BSDF structure, with function pointers to sampling and shading functions

  • bsdf->shade_func(): returns proportion of light scattered by bsdf

(eg lambert: dot(N, L) )

  • bsdf->sample_func(): returns pdf and outgoing vector scattered by bsdf. Takes random numbers as input

(eg. lambert, returns 1/π and random cosine weighted vector in hemisphere.

  • bsdf->shade_vars(): any additional info used by the bsdf itself, eg. 'shininess' parameter for blinn-phong brdf

bsdf shade_func worked similar to RSL illuminance loop, modifying Ci within the function. Not sure if it's better to do that there, or outside.

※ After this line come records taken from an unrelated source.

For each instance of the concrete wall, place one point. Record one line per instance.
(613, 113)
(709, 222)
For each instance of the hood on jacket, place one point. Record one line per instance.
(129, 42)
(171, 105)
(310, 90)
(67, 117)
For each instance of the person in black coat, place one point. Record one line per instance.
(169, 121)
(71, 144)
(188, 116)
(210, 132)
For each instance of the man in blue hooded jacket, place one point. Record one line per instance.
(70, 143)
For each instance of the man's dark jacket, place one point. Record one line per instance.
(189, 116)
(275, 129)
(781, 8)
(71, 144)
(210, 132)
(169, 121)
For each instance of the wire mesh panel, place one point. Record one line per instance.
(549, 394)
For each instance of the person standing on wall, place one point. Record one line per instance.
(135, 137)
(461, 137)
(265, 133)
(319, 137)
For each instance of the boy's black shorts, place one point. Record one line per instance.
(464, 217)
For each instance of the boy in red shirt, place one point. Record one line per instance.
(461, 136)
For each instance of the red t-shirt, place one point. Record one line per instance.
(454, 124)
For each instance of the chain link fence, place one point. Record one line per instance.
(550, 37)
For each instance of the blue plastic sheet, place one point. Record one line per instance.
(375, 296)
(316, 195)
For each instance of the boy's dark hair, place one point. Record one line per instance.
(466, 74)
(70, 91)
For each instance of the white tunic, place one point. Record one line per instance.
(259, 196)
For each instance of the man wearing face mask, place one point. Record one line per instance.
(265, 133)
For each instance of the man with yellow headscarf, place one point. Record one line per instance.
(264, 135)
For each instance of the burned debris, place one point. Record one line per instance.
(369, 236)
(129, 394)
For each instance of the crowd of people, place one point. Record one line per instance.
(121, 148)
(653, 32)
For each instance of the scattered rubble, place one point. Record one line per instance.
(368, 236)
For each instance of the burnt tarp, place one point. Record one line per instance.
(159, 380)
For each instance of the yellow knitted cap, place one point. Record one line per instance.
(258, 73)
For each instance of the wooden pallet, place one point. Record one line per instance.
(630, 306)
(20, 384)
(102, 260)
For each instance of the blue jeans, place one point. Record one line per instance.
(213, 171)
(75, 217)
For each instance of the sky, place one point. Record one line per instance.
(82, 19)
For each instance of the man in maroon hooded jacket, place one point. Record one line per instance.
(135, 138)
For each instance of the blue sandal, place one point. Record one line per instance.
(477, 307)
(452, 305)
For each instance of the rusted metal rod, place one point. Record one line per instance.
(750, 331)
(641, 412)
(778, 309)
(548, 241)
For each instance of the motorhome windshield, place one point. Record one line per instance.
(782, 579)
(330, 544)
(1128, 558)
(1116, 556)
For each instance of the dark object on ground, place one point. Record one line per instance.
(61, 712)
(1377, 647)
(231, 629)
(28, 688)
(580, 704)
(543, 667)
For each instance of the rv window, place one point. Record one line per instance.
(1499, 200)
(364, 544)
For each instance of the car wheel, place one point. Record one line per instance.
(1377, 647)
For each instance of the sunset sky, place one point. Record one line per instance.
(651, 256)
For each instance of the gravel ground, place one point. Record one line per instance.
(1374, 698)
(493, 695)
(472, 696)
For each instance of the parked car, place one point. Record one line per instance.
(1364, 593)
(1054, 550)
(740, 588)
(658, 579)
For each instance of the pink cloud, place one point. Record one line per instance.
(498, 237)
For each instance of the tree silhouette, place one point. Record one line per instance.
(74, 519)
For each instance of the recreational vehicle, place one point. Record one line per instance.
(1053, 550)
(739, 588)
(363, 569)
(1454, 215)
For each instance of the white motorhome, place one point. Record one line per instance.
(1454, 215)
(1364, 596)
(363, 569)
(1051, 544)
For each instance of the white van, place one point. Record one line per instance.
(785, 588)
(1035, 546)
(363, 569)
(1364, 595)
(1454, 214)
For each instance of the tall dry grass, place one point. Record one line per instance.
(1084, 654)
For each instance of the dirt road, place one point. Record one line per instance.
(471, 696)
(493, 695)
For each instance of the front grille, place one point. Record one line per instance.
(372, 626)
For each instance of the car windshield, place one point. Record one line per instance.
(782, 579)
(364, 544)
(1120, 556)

Note: Above system didn't support BTDFs or layered BSDFs. Can extend in various ways, maybe just make overall BSDF struct with list of BxDFs with layer weights + tags for BxDF_GLOSSY, BxDF_TRANSMISSION, etc

http://mke3.net/blender/devel/rendering/s/

Geometry handling/caching

Mental Ray

  • Uses geometry cache
  • "not all data is used at the same time. Data enters the cache when needed, and may get displaced later when memory fills up. Memory usage rises smoothly up to the defined memory limit, and then will try to stay there."
  • Can use 'assemblies' to store offline (or procedurally generated) geometry, which is generated and loaded when its bounding box is first intersected.
  • Can generate shadow map tiles on request - the entire shadow map need not be calculated as a pre-process. Shadow map tiles are also stored and discarded in the geometry cache.